Über den Inhalt der Präambel wurde im Parlamentarischen Rat kontrovers diskutiert. Es gab verschiedene Vorschläge: die Überwindung der Nazi-Herrschaft, die Besetzung der Alliierten oder der Wiederaufbau Deutschlands. Für eine „feierliche“ – wenn auch „profane“ – Einleitung in das Grundgesetz sprach sich vor allem der spätere Bundespräsident Theodor Heuss aus. Die Kirchen versuchten, von außen ihren Einfluss geltend zu machen und einen Gottesbezug zu forcieren. Die Bedeutung der kirchlichen Einflussnahme wird kontrovers diskutiert.

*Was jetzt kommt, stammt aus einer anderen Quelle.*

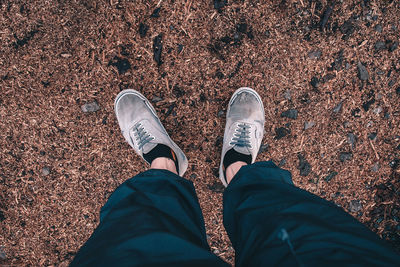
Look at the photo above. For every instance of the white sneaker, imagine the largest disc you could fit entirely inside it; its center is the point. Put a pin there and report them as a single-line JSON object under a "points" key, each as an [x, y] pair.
{"points": [[244, 127], [141, 126]]}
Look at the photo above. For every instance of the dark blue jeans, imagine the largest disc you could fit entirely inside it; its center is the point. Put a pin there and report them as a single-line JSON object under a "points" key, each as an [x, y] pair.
{"points": [[154, 219]]}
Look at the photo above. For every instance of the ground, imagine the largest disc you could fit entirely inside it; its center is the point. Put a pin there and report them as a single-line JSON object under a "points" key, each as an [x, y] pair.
{"points": [[328, 75]]}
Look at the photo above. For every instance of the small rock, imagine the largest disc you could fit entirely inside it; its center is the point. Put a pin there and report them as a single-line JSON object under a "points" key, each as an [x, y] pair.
{"points": [[282, 163], [156, 13], [216, 251], [378, 28], [328, 77], [343, 156], [263, 148], [291, 114], [304, 166], [45, 171], [338, 107], [394, 163], [362, 72], [217, 187], [393, 46], [143, 28], [330, 176], [380, 72], [316, 54], [156, 99], [379, 45], [65, 55], [90, 107], [372, 136], [122, 64], [219, 4], [314, 82], [375, 167], [355, 206], [288, 94], [308, 124], [2, 253], [281, 132], [377, 110], [180, 48], [157, 49], [351, 139]]}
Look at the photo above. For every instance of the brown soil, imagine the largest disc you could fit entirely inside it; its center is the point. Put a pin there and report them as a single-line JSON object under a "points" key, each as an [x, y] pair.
{"points": [[58, 164]]}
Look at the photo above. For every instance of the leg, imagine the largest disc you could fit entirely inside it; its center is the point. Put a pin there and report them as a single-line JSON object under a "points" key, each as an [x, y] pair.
{"points": [[153, 218], [272, 222]]}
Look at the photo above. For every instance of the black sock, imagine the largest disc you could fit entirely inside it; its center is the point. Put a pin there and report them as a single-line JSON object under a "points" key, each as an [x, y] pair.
{"points": [[159, 151], [233, 156]]}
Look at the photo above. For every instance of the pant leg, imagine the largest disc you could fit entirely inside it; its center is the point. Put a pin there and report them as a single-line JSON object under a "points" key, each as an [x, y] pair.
{"points": [[153, 219], [273, 223]]}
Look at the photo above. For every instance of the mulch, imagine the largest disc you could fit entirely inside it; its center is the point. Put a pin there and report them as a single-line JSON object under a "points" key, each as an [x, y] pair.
{"points": [[328, 73]]}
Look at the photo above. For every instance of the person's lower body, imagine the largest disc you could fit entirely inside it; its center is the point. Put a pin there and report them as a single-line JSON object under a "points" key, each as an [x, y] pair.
{"points": [[154, 219]]}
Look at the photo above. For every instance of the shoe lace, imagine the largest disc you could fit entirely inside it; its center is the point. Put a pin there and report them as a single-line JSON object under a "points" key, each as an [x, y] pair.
{"points": [[141, 135], [241, 137]]}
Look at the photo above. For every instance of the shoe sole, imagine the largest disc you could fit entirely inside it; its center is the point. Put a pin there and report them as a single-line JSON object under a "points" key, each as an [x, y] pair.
{"points": [[238, 91], [183, 168]]}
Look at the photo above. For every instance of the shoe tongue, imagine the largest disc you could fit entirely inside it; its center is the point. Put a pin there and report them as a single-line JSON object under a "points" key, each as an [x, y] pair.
{"points": [[242, 150], [147, 147]]}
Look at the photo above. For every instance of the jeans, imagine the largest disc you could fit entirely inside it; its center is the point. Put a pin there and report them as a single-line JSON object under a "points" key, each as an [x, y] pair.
{"points": [[154, 219]]}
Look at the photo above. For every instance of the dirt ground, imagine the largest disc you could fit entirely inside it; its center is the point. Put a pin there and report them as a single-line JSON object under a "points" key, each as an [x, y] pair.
{"points": [[328, 74]]}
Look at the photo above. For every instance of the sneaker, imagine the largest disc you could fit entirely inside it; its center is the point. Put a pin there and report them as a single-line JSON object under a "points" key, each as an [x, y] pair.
{"points": [[244, 127], [142, 128]]}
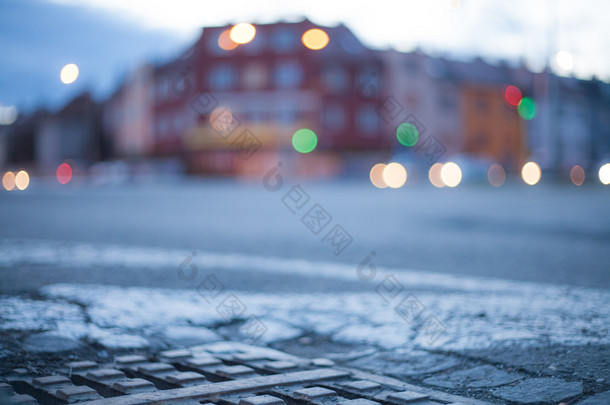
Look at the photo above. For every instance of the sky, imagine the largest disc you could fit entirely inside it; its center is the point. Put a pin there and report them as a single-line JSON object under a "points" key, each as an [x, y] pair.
{"points": [[108, 38]]}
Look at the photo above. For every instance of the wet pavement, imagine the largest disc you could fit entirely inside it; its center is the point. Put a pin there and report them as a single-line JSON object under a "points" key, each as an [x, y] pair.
{"points": [[501, 299]]}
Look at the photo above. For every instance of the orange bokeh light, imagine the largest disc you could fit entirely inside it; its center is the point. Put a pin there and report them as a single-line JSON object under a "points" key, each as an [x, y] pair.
{"points": [[225, 42], [242, 33], [64, 173], [315, 39], [577, 175]]}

Der erste Vorstoß im Parlamentarischen Rat für einen Gottesbezug kam vom späteren CDU-Politiker Hans-Christoph Seebohm. Nach langen Beratungen entschied sich der Parlamentarische Rat schließlich für die sogenannte „Nominatio Dei“, also die bloße Nennung Gottes in der Präambel – abweichend von der „Invocatio Dei“, bei der die Verfassung „im Namen Gottes“ erlassen wird; so zum Beispiel in der Schweizer Verfassung.
Reaktion auf Nazi-Herrschaft
Die Aufnahme eines Gottesbezugs in das Grundgesetz kann als Reaktion auf die totalitäre Herrschaft der Nationalsozialisten betrachtet werden. Die Mitglieder des Parlamentarischen Rates wollten die Abkehr von totalitären Staatsformen, die die staatliche Macht als „absolut“ betrachten und als Selbstzweck begreifen, unterstreichen. Dies sollte durch die Bezugnahme auf etwas „Höheres“, das über dem Staat und den Menschen steht, erreicht werden.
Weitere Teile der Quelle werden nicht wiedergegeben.